What’s good about the New Year blues

To try and help the New Year ‘back to school blues’ fade I often start thinking of what makes me feel good about my job. Immediate hits are the feel good factor of front page news or seeing a good story appear that you have created, nurtured and then have the impact that you confidently told the client it would.

The slower burn, and more satisfying, feel good comes over the long term when it’s evident that the agency is making a difference to the client’s business objectives  and how it manages the communications programme.

Demonstrating that you have made a difference to the client and proving a return on investment (ROI) was traditionally the awkward part of a pitch meeting, because it was genuinely thought to be difficult to prove.

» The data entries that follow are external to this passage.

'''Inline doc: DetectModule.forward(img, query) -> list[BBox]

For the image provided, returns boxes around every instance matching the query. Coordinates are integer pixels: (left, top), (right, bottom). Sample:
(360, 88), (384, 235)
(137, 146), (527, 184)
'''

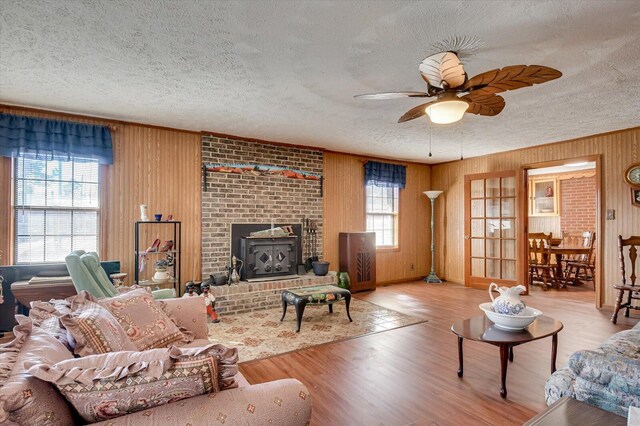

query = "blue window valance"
(0, 114), (113, 164)
(364, 161), (407, 188)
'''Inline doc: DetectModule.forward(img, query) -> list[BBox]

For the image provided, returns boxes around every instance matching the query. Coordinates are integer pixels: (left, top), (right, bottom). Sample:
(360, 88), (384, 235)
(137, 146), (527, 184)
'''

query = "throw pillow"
(98, 289), (193, 351)
(29, 299), (73, 351)
(0, 315), (77, 425)
(29, 345), (231, 422)
(60, 291), (136, 356)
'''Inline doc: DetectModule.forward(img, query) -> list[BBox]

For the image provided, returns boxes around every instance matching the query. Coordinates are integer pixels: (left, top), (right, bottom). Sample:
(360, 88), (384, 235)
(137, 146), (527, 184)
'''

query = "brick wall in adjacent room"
(202, 135), (323, 278)
(560, 176), (596, 232)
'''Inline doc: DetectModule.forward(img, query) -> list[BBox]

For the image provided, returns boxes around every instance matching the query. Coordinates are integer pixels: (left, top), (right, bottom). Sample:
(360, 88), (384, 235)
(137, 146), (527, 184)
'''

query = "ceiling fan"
(355, 51), (562, 124)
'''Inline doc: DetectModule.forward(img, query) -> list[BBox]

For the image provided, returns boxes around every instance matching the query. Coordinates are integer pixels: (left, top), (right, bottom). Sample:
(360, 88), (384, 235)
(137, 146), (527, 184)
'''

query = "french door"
(464, 170), (526, 287)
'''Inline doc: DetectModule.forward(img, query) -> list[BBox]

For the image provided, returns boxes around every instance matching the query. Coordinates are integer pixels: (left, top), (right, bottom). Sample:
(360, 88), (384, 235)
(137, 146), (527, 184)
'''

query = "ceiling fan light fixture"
(425, 96), (469, 124)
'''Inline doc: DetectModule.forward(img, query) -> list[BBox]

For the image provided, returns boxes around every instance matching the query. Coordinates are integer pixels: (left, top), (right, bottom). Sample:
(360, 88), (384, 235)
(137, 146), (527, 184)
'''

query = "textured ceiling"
(0, 0), (640, 163)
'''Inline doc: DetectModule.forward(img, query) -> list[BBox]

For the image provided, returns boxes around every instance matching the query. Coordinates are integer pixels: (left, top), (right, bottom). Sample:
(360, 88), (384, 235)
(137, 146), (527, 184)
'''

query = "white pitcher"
(489, 283), (527, 315)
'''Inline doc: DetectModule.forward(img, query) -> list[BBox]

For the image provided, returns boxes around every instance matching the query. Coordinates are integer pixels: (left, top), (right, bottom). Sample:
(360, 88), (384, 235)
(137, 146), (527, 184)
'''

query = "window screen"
(366, 185), (400, 247)
(13, 158), (100, 263)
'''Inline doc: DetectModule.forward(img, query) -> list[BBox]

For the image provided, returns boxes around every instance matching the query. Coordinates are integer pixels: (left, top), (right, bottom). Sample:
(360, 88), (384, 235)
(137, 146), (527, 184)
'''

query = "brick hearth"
(211, 274), (338, 315)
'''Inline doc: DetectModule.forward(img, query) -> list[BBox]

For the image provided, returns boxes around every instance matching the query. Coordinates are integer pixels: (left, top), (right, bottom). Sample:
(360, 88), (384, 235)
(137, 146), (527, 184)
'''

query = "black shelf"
(134, 220), (182, 297)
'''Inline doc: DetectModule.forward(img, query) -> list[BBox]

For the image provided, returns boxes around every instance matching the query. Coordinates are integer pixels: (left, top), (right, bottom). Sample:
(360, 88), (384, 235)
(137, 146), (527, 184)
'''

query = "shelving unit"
(134, 220), (182, 297)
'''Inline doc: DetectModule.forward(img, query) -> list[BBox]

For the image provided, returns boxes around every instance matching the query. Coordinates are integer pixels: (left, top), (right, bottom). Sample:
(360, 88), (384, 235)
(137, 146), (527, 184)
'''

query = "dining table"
(551, 241), (591, 285)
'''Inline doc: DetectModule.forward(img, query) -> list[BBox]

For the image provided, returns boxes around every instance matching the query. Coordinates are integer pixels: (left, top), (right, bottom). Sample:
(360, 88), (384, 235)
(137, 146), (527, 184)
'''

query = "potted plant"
(151, 259), (171, 284)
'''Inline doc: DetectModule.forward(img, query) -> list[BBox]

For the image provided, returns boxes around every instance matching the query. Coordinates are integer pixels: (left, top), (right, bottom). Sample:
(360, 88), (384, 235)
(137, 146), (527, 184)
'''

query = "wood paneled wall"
(323, 152), (430, 284)
(0, 106), (202, 292)
(431, 128), (640, 305)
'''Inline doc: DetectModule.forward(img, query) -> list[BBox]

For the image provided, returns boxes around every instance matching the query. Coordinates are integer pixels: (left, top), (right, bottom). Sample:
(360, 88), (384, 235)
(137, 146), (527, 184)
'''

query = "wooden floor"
(240, 282), (638, 426)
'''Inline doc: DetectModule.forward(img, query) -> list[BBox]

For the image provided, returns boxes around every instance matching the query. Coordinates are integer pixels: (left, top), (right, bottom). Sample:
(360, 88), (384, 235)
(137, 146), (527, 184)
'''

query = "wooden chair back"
(562, 231), (596, 264)
(618, 235), (640, 287)
(527, 232), (553, 266)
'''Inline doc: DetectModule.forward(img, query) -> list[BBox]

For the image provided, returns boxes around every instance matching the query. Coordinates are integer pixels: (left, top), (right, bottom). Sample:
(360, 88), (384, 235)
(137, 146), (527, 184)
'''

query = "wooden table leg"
(280, 293), (287, 322)
(555, 253), (566, 288)
(500, 344), (510, 398)
(344, 294), (353, 322)
(458, 336), (464, 377)
(551, 333), (558, 374)
(295, 300), (307, 333)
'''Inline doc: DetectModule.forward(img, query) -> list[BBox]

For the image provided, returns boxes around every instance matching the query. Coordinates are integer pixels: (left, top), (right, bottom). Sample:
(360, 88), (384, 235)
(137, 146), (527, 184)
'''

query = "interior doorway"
(521, 156), (603, 307)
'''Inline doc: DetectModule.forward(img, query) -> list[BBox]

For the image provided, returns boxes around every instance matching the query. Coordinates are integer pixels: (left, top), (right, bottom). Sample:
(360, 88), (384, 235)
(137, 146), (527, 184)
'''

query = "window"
(13, 158), (100, 263)
(366, 185), (400, 247)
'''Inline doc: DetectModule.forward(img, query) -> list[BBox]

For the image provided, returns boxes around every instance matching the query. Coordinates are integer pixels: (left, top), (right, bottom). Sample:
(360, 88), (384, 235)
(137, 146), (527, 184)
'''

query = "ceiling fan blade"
(354, 92), (431, 99)
(460, 91), (504, 116)
(398, 101), (436, 123)
(463, 65), (562, 94)
(418, 52), (467, 89)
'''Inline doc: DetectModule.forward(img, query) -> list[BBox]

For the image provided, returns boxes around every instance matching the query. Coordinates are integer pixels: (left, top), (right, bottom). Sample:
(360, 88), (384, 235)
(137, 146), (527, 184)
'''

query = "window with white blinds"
(366, 185), (400, 248)
(13, 158), (100, 264)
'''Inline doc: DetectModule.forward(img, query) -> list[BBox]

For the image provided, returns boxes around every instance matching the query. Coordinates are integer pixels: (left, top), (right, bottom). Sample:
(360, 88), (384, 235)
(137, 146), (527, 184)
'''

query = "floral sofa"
(0, 295), (311, 426)
(545, 323), (640, 417)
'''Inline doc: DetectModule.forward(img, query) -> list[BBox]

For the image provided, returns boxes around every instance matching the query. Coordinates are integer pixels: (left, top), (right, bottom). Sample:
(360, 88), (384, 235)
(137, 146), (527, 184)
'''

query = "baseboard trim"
(376, 275), (428, 287)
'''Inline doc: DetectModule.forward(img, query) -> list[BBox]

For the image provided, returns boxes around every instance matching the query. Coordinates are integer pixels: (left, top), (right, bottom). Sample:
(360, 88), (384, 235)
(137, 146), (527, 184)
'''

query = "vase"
(311, 260), (329, 277)
(151, 268), (171, 284)
(140, 204), (149, 222)
(338, 272), (351, 290)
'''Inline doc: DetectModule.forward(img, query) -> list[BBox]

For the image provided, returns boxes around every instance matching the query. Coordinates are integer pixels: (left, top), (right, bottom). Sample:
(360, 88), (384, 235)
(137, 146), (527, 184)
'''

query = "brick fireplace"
(202, 135), (324, 277)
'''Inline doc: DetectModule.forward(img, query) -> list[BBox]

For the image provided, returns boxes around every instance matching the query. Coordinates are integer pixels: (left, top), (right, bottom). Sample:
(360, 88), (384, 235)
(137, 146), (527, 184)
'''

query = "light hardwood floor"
(240, 281), (638, 426)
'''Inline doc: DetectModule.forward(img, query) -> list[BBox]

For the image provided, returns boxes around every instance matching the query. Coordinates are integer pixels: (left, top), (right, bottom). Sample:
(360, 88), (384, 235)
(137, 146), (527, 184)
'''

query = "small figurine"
(182, 281), (200, 297)
(200, 282), (220, 323)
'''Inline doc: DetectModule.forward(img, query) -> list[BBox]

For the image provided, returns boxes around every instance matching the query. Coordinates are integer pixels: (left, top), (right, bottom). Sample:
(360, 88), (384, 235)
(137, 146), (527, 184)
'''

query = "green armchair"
(64, 250), (176, 300)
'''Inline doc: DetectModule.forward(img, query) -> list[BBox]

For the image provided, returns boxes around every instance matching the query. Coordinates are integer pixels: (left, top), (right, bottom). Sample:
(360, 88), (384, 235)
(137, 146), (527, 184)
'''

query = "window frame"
(364, 183), (402, 252)
(10, 157), (103, 265)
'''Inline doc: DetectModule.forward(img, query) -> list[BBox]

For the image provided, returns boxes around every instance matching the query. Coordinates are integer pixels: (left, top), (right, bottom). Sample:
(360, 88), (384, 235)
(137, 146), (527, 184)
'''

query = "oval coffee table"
(451, 315), (563, 398)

From a marketing perspective, however, technology has made marketing intelligence much more sophisticated and the ability of marketing teams to connect spend to results is much clearer. This makes for more effective marketing campaigns but since we still frequently asked during pitches how we demonstrate an ROI the PR, our activity is still not widely recognised (Roland Cross: Proving the Value of PR to clients) as being measurable.

The Barcelona Principles that Roland referred to are part of the story but as he states, the most straightforward way to demonstrate ROI is by connecting the results of the campaign to the business objectives of the client. To do this it’s important to take the time when a client relationship starts to interrogate senior management to allow us to articulate how PR can aid their business ambitions and also be measured.

Only by understanding what a client wants the business to get out of PR can we, as agency, use our professional expertise to create KPIs that are meaningful to a client in terms of their expectations. This works from both agency and client perspective since it forms the basis for ongoing evaluation of a PR campaign and the basis for a long-term working relationship.

The KPIs we use are diverse across our range of clients, which is refreshing since they are designed to fit each individual business. For example, we measure web-traffic, clippings in very specific titles, increases in assets under management, reducing media coverage to a minimum and the number of broadcast appearances.

Crucially, we also measure changes in perception; in our opinion the key metric to demonstrate change. Perception of a business and its operations provides the key to understanding how PR can help its objectives because PR can help overcome objections and make distribution of product easier. What a company thinks it is, might not necessarily be what its customers or clients think. Understanding this, gives us the knowledge to create a PR campaign that is designed to create change in specific areas and therefore its results are connected to the ambitions of the client.

So, in the first week  of 2012 that’s what I’m looking forward to achieving with our clients and, actually, why it’s not so bad to be back at work after all.